A tiny language model based on h2o-danube2-1.8b-chat. Block expanded.
43 Pulls Updated 5 months ago
Updated 6 months ago
6 months ago
bc4c3a6e09ac · 1.5GB
Readme
This model is a block expanded danube2, using the Llama Pro method of only training (or fine tuning) the expanded blocks. To do this on limited hardware I had to expand by 2 layers per step, from the original 24 to 32. At least, that was the original plan. With the 32 layer model I used BAdam to do a “once over” with most the datasets I also used to expand the model. While it is a faux full fine tune, it isn’t really that different from the Llama Pro method, e.g. layerwise insertion of data.
I have a feeling that Llama3 and other well trained models feels better because of markdown (formatting), personality (friendliness), and prompt compliance (prefereneceness.. I guess). Thus I have used Llama3 8B, WizardLM2, and Hermes 2 Pro Mistral to generate training data for this model.

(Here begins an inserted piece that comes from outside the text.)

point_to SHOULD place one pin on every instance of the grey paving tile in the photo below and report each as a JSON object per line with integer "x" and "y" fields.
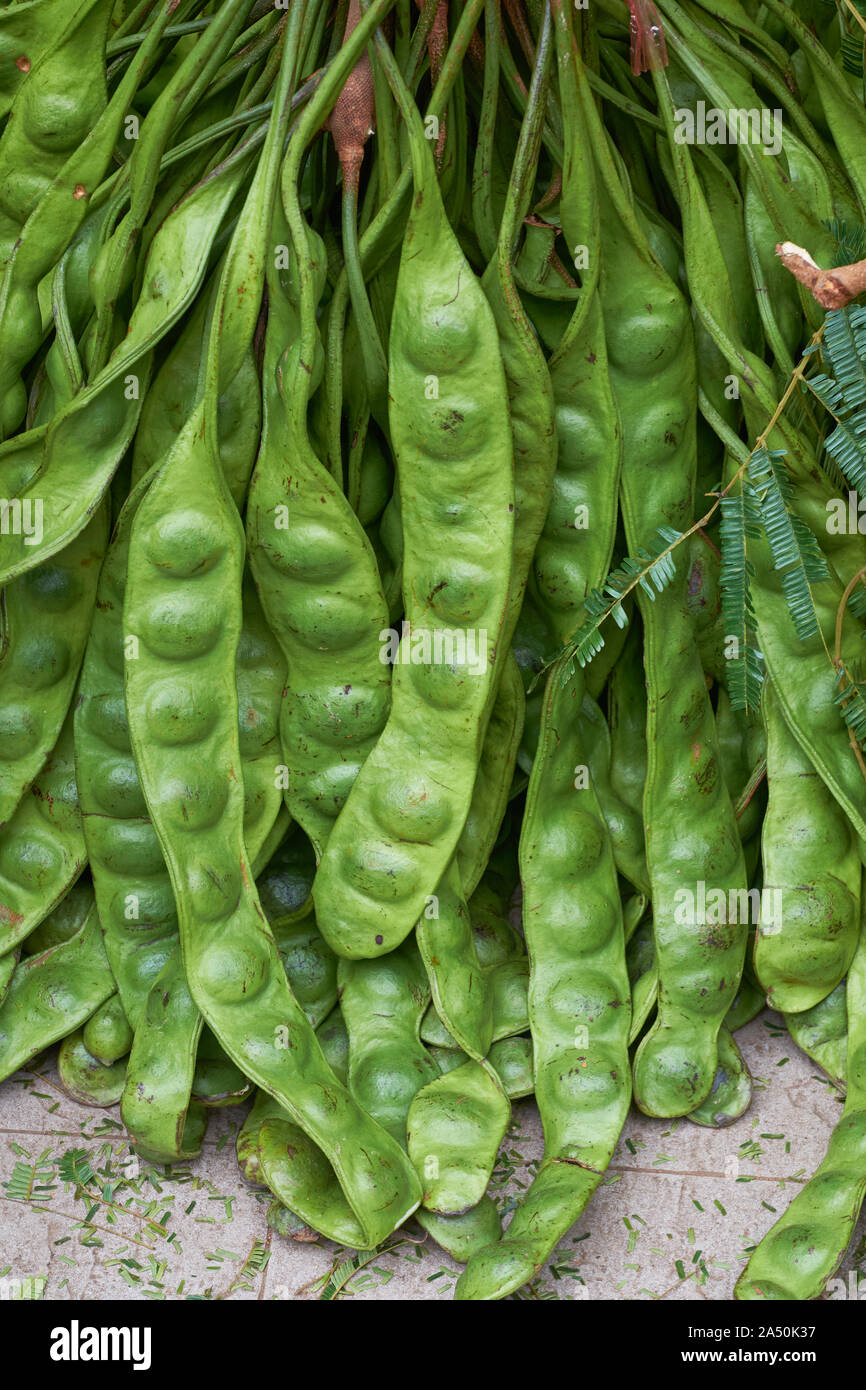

To ensure that the full 8k context window could be utilised this time I filtered openhermes, Synthia, LongAlpaca, and MathInstruct for entries with a token count between 2k and 8k, to DoRA, QLoRA, and BAdam the context window into submission. One time, elsewhere, even with lm_head
as an additional target, and twice with embed_tokens
.
The astute among you may notice the extra special tokens like the fim and thought tokens. NinjaMouse has not been trained to use those.. Yet! Also: This is actually 34 layers. Surprise!
Here’s the thing with the 2 extra layers compared to my first model. When I trained NinjaMouse2 with 32 layers I noticed that the grad_norm
value would behave strangely on layer 3 and 27. The last layer, before the expansion used to be 27, while 3 is a mystery. I decided to use mergekit to copy layer 3 and insert it beside the original, and copy layer 27 and insert it at the end or top (the new 33, all 0 indexed), depending on your perspective.